CVE-2025-28976 is a medium severity vulnerability classified under CWE-79, which pertains to Improper Neutralization of Input During Web Page Generation, commonly known as Cross-site Scripting (XSS). This specific vulnerability affects the product 'Email Address Security by WebEmailProtector' developed by dsrodzin, in versions up to and including 3.3.6. The vulnerability allows for Stored XSS attacks, meaning that malicious input submitted by an attacker is stored by the application and later rendered in web pages without proper sanitization or encoding. This can lead to the execution of arbitrary JavaScript code in the context of users who view the affected pages. The CVSS v3.1 base score is 6.5, indicating a medium severity level. The vector string (CVSS:3.1/AV:N/AC:L/PR:L/UI:R/S:C/C:L/I:L/A:L) reveals that the attack can be performed remotely over the network (AV:N) with low attack complexity (AC:L), but requires some level of privileges (PR:L) and user interaction (UI:R). The scope is changed (S:C), meaning the vulnerability affects resources beyond the initially vulnerable component. The impact on confidentiality, integrity, and availability is low to medium (C:L/I:L/A:L). No known exploits are currently reported in the wild, and no patches are linked yet. The vulnerability was reserved in March 2025 and published in July 2025. Stored XSS vulnerabilities can be exploited to steal user credentials, perform actions on behalf of users, or deliver malware, especially in webmail or email security contexts where sensitive information is handled.

For European organizations, this vulnerability poses a significant risk especially to those using the affected Email Address Security by WebEmailProtector product. Since this product is designed to protect email addresses, exploitation of this Stored XSS could lead to unauthorized access to sensitive email data, phishing attacks, session hijacking, or spreading malware within corporate networks. The impact is heightened in sectors with strict data protection regulations such as GDPR, where leakage of personal data or unauthorized actions could result in regulatory penalties and reputational damage. Organizations relying on this product for email security may face compromised confidentiality and integrity of communications. Additionally, the changed scope (S:C) suggests that exploitation could affect multiple components or users beyond the initially targeted system, increasing the potential damage. The requirement for some privileges and user interaction means that attackers might need to compromise a user account or trick users into clicking malicious links, but once successful, the attack could propagate within the organization’s environment.

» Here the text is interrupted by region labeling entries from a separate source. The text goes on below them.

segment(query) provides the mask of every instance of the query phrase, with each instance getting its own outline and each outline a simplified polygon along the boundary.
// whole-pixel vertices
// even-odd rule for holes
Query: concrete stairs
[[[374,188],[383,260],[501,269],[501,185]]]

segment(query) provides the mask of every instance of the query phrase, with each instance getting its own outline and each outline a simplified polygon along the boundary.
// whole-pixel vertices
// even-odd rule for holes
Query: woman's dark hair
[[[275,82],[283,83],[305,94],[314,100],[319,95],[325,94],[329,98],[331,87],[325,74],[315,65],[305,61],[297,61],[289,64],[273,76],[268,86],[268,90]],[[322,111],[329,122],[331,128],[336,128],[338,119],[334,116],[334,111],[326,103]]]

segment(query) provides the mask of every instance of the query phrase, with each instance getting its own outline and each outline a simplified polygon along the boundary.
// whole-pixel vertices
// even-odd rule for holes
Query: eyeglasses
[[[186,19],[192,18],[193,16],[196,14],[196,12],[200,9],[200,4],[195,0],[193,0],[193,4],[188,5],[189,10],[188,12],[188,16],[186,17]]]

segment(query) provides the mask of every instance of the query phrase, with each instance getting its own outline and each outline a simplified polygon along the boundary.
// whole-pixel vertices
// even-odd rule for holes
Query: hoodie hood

1. Immediate mitigation should include disabling or restricting the vulnerable functionality in Email Address Security by WebEmailProtector until a patch is available. 2. Implement strict input validation and output encoding on all user-supplied data, especially in areas where email addresses are processed or displayed. 3. Employ Content Security Policy (CSP) headers to reduce the impact of XSS by restricting the execution of unauthorized scripts. 4. Conduct thorough security reviews and penetration testing focusing on stored XSS vectors in the affected product. 5. Educate users about the risks of clicking on suspicious links or interacting with unexpected email content to reduce the likelihood of user interaction exploitation. 6. Monitor logs and network traffic for unusual activities that could indicate exploitation attempts. 7. Once available, promptly apply vendor patches or updates addressing this vulnerability. 8. Consider deploying web application firewalls (WAFs) with rules tuned to detect and block XSS payloads targeting this product.